Anti-AbtreibungsaktivistInnen feierten die Entscheidung vor dem Gericht in Warschau. Mit dem Urteil fällt eine der letzten Ausnahmen vom generellen Abtreibungsverbot in Polen weg. Für die Menschenrechtskommissarin des Europarats, Dunja Mijatovic, kommt das einer Menschenrechtsverletzung gleich. Frauen, die es sich leisten könnten, würden im Ausland abtreiben und alle anderen noch mehr leiden.

Auch die BefürworterInnen eines Rechts auf Abtreibung demonstrierten. Werdende Mütter in Polen können eine Schwangerschaft mit der Entscheidung des Verfassungsgerichts nur legal beenden, wenn ihr Leben oder ihre Gesundheit in Gefahr ist oder sie vergewaltigt wurden.

Das Urteil wird auch von Leah Hoctor von der Nichtregierungsorganisation "Zentrum für Reproduktionsrechte" kritisiert: "Frauen, die eine Schwangerschaft beenden wollen, befinden sich damit in einer sehr schwierigen Situation, es schadet ihrer Gesundheit und UN-Menschenrechtsorganisationen bezeichneten diese Art von Urteilen als unmenschlich und herabsetzend. Es bringt Frauen, die ohnehin gefährdet sind, in eine noch schwierigere Situation."

Über 100.000 polnische Frauen treiben jährlich in Nachbarländern ab

Frauenrechtsorganisationen gehen davon aus, dass jedes Jahr 120 000 bis 150 000 polnische Frauen in Nachbarländern abtreiben. Die bisherigen Regelungen zu Schwangerschaftsabbrüchen gehen auf einen Kompromiss zurück, mit dem sich in einer Umfrage von 2019 die Hälfte der Polen zufrieden erklärte.

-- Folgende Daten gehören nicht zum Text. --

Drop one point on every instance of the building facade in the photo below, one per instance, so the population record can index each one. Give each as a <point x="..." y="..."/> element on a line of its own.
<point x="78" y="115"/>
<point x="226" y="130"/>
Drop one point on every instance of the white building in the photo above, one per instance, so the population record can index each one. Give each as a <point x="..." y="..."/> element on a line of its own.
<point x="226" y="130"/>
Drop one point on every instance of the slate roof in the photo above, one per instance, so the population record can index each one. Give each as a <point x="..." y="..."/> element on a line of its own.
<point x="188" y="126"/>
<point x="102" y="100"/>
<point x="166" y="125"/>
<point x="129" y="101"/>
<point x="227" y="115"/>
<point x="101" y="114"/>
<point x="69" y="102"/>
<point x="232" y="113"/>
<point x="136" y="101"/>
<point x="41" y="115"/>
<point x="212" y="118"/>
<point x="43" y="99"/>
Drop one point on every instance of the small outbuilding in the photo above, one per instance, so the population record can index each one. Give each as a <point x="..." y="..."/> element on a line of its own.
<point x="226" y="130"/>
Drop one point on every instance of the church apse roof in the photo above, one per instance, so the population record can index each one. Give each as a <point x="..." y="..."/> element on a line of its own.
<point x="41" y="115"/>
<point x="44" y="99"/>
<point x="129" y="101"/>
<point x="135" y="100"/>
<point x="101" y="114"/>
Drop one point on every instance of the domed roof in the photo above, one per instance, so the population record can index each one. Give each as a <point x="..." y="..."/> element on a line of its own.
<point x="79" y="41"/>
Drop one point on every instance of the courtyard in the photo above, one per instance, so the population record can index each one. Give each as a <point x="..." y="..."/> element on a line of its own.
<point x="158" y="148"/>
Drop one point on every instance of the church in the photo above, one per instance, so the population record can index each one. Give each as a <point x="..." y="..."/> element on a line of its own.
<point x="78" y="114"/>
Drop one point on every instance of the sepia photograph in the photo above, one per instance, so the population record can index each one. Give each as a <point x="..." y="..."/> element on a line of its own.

Laut der Präsidentin des Verfassungsgerichtshofs, Julia Przylebska, hat haben nur zwei Senatsmitglieder der 13 RichterInnen gegen das Urteil gestimmt. Mehr als 100 Abgeordnete, überwiegend aus den Reihen der Regierungspartei Recht und Gerechtigkeit (PiS), hatten sich mit ihrer Kritik an der Gesetzeslage an das höchste Gericht gewandt.

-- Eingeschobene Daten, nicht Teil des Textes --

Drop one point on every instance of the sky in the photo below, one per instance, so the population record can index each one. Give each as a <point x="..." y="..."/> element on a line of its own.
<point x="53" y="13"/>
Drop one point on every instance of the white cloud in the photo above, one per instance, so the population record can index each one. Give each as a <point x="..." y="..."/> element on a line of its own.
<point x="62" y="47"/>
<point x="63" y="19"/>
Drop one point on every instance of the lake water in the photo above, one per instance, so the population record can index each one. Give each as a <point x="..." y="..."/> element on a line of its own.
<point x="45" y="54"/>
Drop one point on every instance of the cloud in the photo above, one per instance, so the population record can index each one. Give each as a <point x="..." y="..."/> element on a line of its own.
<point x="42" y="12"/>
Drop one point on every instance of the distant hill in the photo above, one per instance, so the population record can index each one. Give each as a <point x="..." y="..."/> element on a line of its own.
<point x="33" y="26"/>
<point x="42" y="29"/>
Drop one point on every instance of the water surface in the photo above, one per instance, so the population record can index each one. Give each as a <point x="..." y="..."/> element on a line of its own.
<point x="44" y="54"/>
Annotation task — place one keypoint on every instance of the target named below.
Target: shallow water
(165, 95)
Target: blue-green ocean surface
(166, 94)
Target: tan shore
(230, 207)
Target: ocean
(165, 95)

Im Jahr 2019 gab es in polnischen Krankenhäusern noch rund 1100 Schwangerschaftsabbrüche - in 97 Prozent der Fälle aufgrund des nun für rechtswidrig erklärten Paragrafen.

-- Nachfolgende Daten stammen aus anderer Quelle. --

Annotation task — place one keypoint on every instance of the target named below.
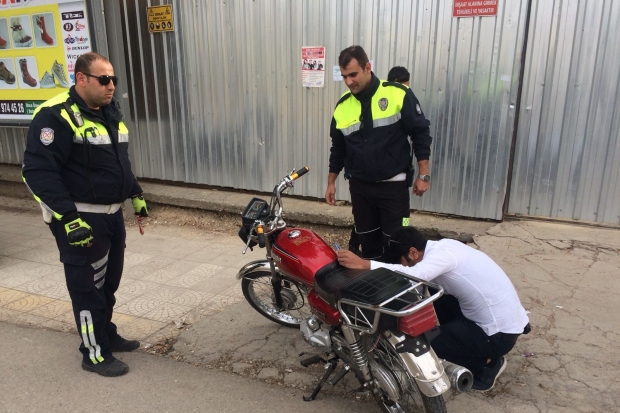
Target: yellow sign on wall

Die Opposition zweifelt an der Legitimität des Verfassungsgerichts. Die EU-Kommission hatte 2017 ein Sanktionsverfahren nach Artikel 7 der EU-Verträge gegen Polen eingeleitet, weil sie den dortigen Rechtsstaat bedroht sieht. Die bisherige Abtreibungsgesetzgebung ging auf einen Kompromiss aus dem Jahr 1993 zurück, mit dem sich in einer Umfrage von 2019 die Hälfte der Polen zufrieden erklärte.